From 3ef07c412f068144554648c0d209bef444a2ee27 Mon Sep 17 00:00:00 2001
From: Michael Munday <munday@ca.ibm.com>
Date: Sun, 23 Oct 2016 16:11:13 -0400
Subject: [PATCH] cmd, runtime: remove s390x 3 operand immediate logical ops

These are emulated by the assembler and we don't need them.
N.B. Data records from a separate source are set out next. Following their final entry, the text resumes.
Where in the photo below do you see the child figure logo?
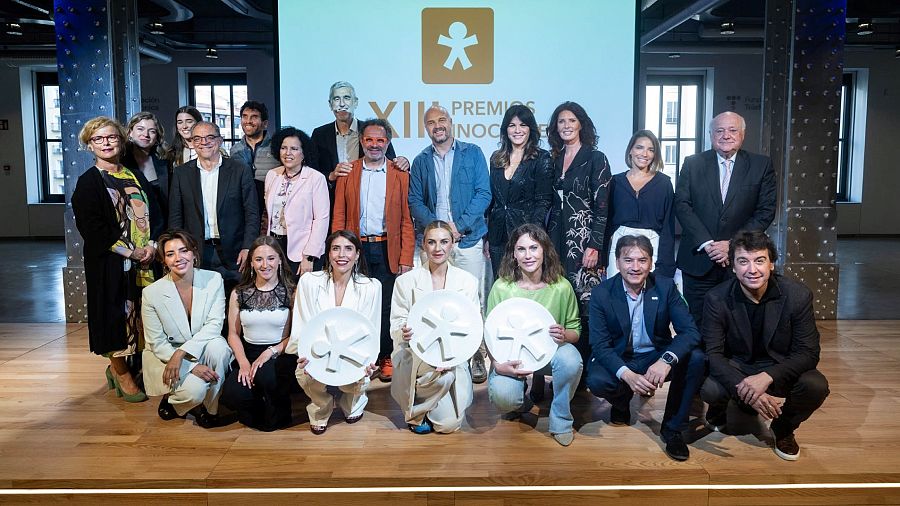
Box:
[422,8,494,84]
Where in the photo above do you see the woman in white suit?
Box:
[286,230,381,435]
[141,230,232,429]
[391,221,481,434]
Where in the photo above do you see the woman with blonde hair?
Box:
[390,220,480,434]
[72,116,162,402]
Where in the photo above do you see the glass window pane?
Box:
[194,86,212,121]
[42,86,62,139]
[213,85,234,140]
[680,85,698,139]
[46,142,66,195]
[662,141,678,181]
[231,84,247,139]
[661,86,680,138]
[644,86,660,137]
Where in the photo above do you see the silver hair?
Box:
[328,81,356,102]
[707,111,747,133]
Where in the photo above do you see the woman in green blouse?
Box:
[487,223,582,446]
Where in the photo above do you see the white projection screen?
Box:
[277,0,637,164]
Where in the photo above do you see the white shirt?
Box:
[197,155,222,239]
[359,159,387,235]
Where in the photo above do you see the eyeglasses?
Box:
[191,135,219,144]
[363,137,388,146]
[91,134,122,144]
[713,128,740,137]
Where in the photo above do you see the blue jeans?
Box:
[488,343,582,434]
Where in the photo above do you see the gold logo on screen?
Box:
[422,8,494,84]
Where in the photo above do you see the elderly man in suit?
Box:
[331,119,416,381]
[587,235,706,460]
[701,231,829,460]
[169,121,259,293]
[675,112,775,327]
[309,81,409,200]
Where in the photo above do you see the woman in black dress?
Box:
[488,104,553,276]
[547,102,610,363]
[72,116,162,402]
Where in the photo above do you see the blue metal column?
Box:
[53,0,141,323]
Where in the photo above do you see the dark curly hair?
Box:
[547,102,597,158]
[270,127,316,165]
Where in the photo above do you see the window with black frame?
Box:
[644,75,703,191]
[188,72,247,151]
[34,72,66,202]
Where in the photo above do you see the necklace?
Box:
[284,165,303,181]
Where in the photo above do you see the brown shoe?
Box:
[380,357,394,381]
[775,434,800,461]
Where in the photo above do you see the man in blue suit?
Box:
[587,235,706,460]
[409,105,491,383]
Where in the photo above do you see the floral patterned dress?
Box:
[547,146,611,304]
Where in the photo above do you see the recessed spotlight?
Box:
[856,21,875,35]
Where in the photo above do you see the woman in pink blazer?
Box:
[265,127,331,276]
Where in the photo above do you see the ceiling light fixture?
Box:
[856,21,875,36]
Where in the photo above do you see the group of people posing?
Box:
[72,82,828,460]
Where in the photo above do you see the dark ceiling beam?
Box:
[222,0,272,21]
[641,0,728,47]
[151,0,194,23]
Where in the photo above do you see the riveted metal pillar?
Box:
[53,0,141,322]
[762,0,847,319]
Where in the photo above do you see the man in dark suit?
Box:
[169,121,259,293]
[587,235,706,460]
[675,112,775,327]
[309,81,409,199]
[701,231,828,460]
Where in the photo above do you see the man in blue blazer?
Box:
[409,105,491,383]
[587,235,706,460]
[675,112,775,327]
[169,121,260,293]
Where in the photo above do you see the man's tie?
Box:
[721,160,734,203]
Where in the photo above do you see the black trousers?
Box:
[700,360,830,437]
[362,241,397,360]
[587,348,706,433]
[221,342,297,431]
[681,264,734,329]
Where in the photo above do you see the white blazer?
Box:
[141,269,225,395]
[285,271,381,354]
[391,265,481,349]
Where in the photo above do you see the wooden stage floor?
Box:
[0,321,900,506]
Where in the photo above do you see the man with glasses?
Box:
[169,121,259,292]
[309,81,409,203]
[331,119,415,381]
[675,112,775,327]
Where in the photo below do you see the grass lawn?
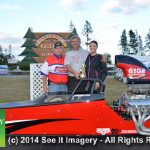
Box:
[0,78,30,103]
[0,78,129,104]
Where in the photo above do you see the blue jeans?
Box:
[48,82,67,92]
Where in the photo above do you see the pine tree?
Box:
[69,20,74,32]
[8,44,12,56]
[138,35,148,56]
[19,28,38,63]
[104,52,112,64]
[129,30,138,54]
[145,29,150,54]
[118,29,129,55]
[81,21,93,50]
[0,45,3,55]
[66,27,82,51]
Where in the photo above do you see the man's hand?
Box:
[101,55,107,63]
[43,85,48,93]
[74,72,80,79]
[95,82,99,89]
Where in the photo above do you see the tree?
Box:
[118,29,129,55]
[145,29,150,54]
[5,48,7,56]
[66,27,82,51]
[19,28,38,63]
[129,30,138,54]
[69,20,74,32]
[8,44,12,55]
[104,52,112,64]
[81,21,93,50]
[0,45,3,55]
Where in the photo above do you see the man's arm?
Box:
[66,64,80,79]
[43,75,48,93]
[100,54,107,64]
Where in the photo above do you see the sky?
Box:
[0,0,150,62]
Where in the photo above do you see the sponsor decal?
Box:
[55,67,68,73]
[128,68,145,79]
[73,94,90,97]
[0,109,5,147]
[96,128,111,135]
[35,34,68,47]
[111,128,121,134]
[121,130,137,133]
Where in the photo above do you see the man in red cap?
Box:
[41,42,68,93]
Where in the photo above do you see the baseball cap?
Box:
[54,42,62,48]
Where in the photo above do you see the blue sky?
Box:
[0,0,150,63]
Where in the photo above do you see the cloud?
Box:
[139,17,148,21]
[95,0,150,18]
[23,14,32,18]
[0,32,24,44]
[58,0,87,12]
[34,15,41,21]
[0,4,20,9]
[106,23,123,29]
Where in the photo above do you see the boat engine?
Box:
[114,55,150,135]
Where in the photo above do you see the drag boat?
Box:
[0,55,150,135]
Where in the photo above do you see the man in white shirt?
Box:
[64,35,106,91]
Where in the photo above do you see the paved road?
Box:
[0,75,114,78]
[3,135,150,150]
[0,75,30,78]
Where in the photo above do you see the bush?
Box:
[19,64,30,70]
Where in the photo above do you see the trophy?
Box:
[79,62,86,79]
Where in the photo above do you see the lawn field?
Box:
[0,78,129,104]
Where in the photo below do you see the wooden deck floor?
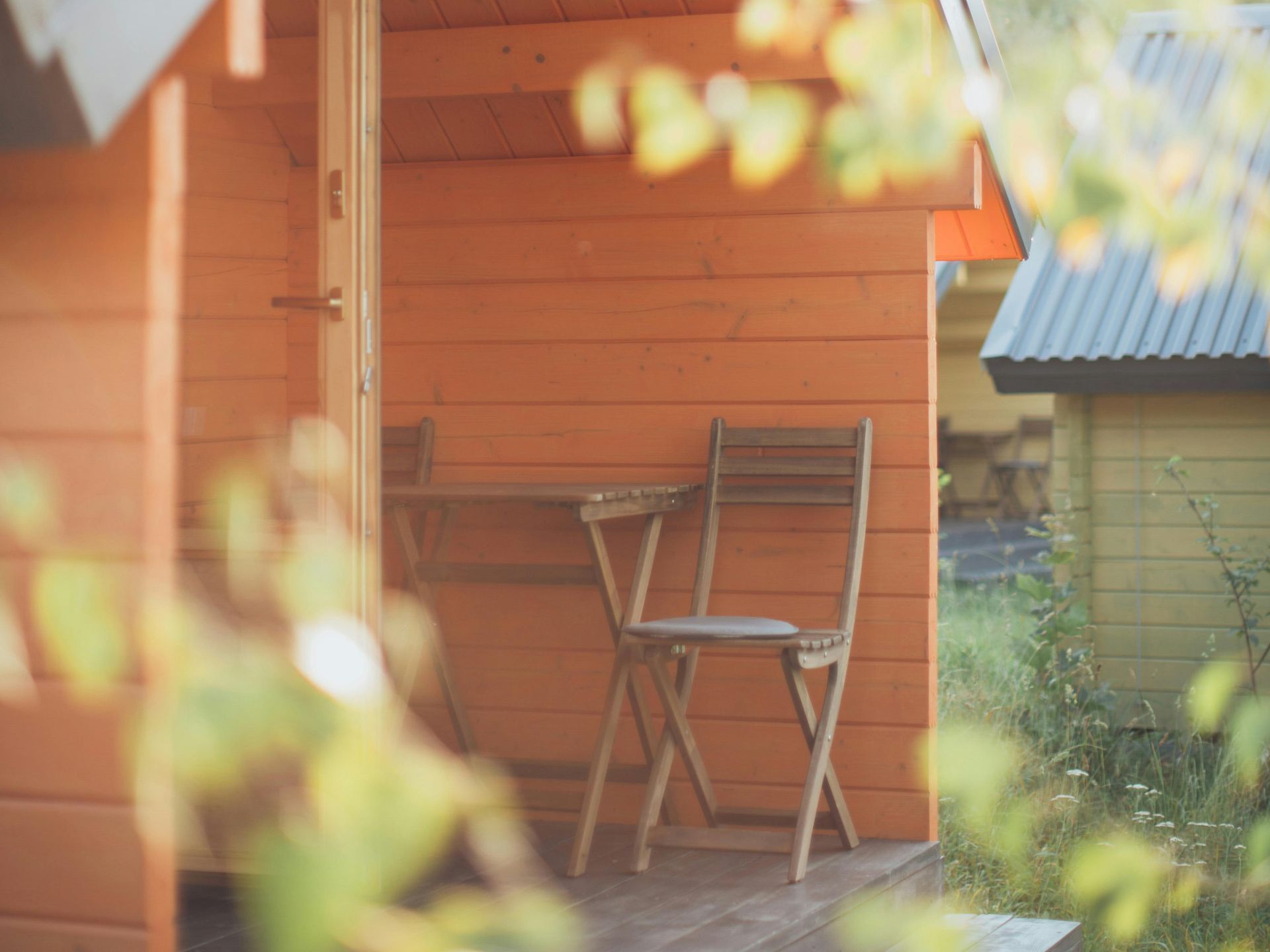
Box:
[181,825,941,952]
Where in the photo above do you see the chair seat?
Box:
[625,614,798,641]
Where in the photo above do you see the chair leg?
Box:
[648,658,719,826]
[631,647,700,872]
[566,647,631,876]
[781,651,860,849]
[631,649,719,872]
[1027,469,1049,519]
[788,649,846,882]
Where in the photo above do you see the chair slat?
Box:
[719,456,856,476]
[380,426,419,447]
[715,485,852,505]
[722,426,860,450]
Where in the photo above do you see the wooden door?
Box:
[318,0,380,631]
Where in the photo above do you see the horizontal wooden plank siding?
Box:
[1056,392,1270,726]
[0,79,184,952]
[288,153,936,839]
[181,95,291,516]
[291,142,982,227]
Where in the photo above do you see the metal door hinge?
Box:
[329,169,344,218]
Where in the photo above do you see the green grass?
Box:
[940,584,1270,952]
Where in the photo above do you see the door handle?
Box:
[271,288,344,321]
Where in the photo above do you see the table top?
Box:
[384,483,701,505]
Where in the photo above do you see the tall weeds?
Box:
[940,584,1270,952]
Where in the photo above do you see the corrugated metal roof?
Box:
[979,5,1270,391]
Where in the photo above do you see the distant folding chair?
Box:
[381,416,474,754]
[988,416,1054,519]
[569,419,872,882]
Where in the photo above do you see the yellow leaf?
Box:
[1056,216,1106,269]
[630,66,716,175]
[573,63,624,151]
[732,85,812,188]
[1067,835,1168,942]
[737,0,794,50]
[0,600,36,705]
[1156,241,1212,301]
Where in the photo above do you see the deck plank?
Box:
[972,919,1085,952]
[179,822,950,952]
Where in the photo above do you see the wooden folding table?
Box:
[384,483,701,813]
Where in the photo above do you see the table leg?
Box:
[392,506,476,754]
[581,513,678,822]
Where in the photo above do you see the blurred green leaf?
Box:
[932,722,1019,832]
[1067,834,1168,942]
[0,456,57,545]
[32,557,128,697]
[1228,697,1270,785]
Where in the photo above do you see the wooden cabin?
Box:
[982,5,1270,727]
[0,0,1029,952]
[935,260,1054,519]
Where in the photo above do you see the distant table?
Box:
[939,430,1015,512]
[384,483,701,822]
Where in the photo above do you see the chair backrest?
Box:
[692,416,872,632]
[381,416,436,486]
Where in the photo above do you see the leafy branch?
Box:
[1161,456,1270,697]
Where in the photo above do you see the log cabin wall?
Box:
[0,79,184,952]
[288,157,936,839]
[181,83,291,513]
[1054,391,1270,729]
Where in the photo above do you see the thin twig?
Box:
[1165,465,1270,697]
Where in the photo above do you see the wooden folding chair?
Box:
[381,416,475,754]
[568,419,872,882]
[990,416,1054,519]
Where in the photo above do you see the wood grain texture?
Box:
[0,76,184,952]
[290,142,982,227]
[1054,393,1270,727]
[290,216,932,284]
[181,105,291,505]
[214,13,829,106]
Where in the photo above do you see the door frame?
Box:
[318,0,382,632]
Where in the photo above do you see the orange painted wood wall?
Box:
[288,159,936,839]
[0,79,184,952]
[181,81,291,512]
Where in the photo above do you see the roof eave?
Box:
[983,356,1270,393]
[940,0,1037,259]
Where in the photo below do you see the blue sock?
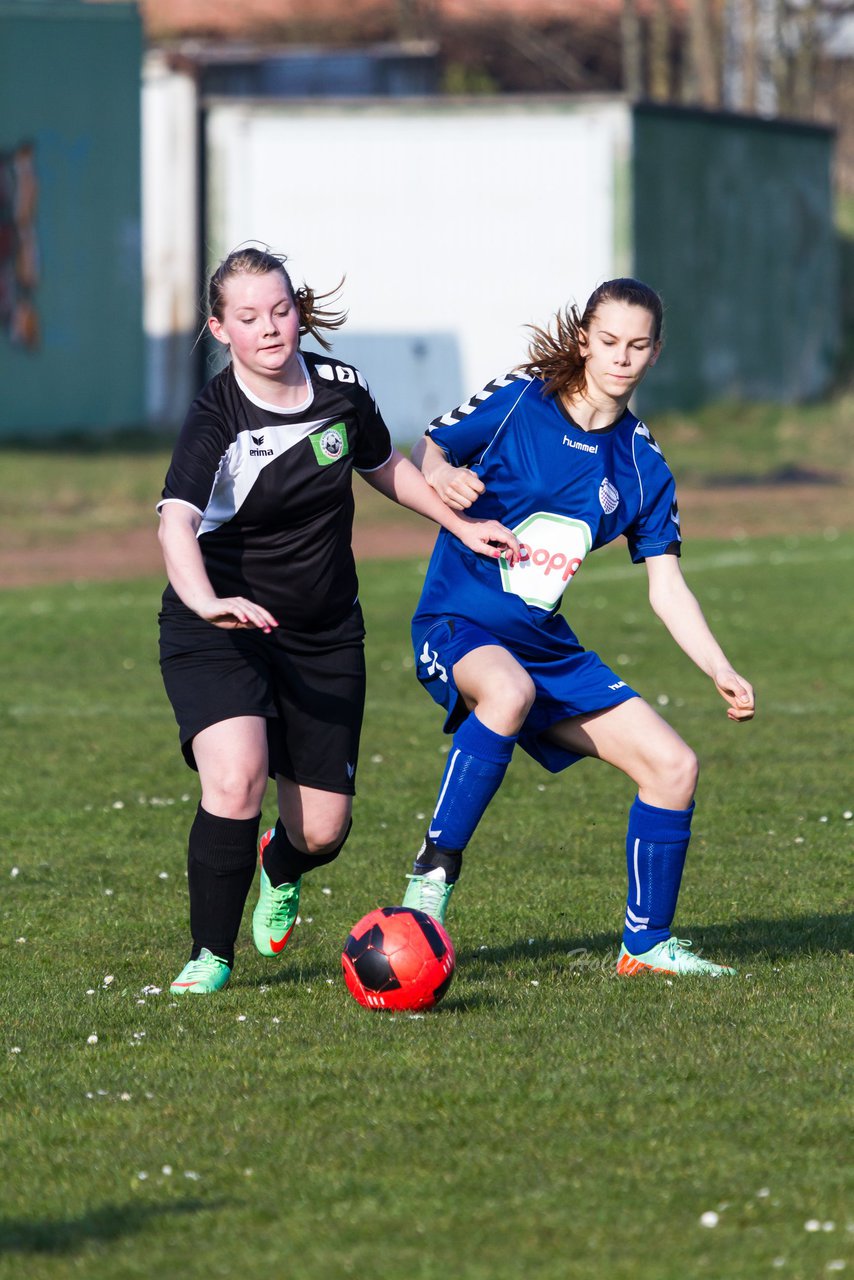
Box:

Change-Id: I2b07c5315a5b642fdb5e50b468453260ae121164
Reviewed-on: https://go-review.googlesource.com/31758
Reviewed-by: Brad Fitzpatrick <bradfitz@golang.org>
---
 src/cmd/compile/internal/s390x/ssa.go   | 11 ++--
 src/cmd/internal/obj/s390x/asmz.go      | 77 +++++++++----------------
 src/runtime/asm_s390x.s                 |  9 ++-
 src/runtime/internal/atomic/asm_s390x.s |  6 +-
 4 files changed, 43 insertions(+), 60 deletions(-)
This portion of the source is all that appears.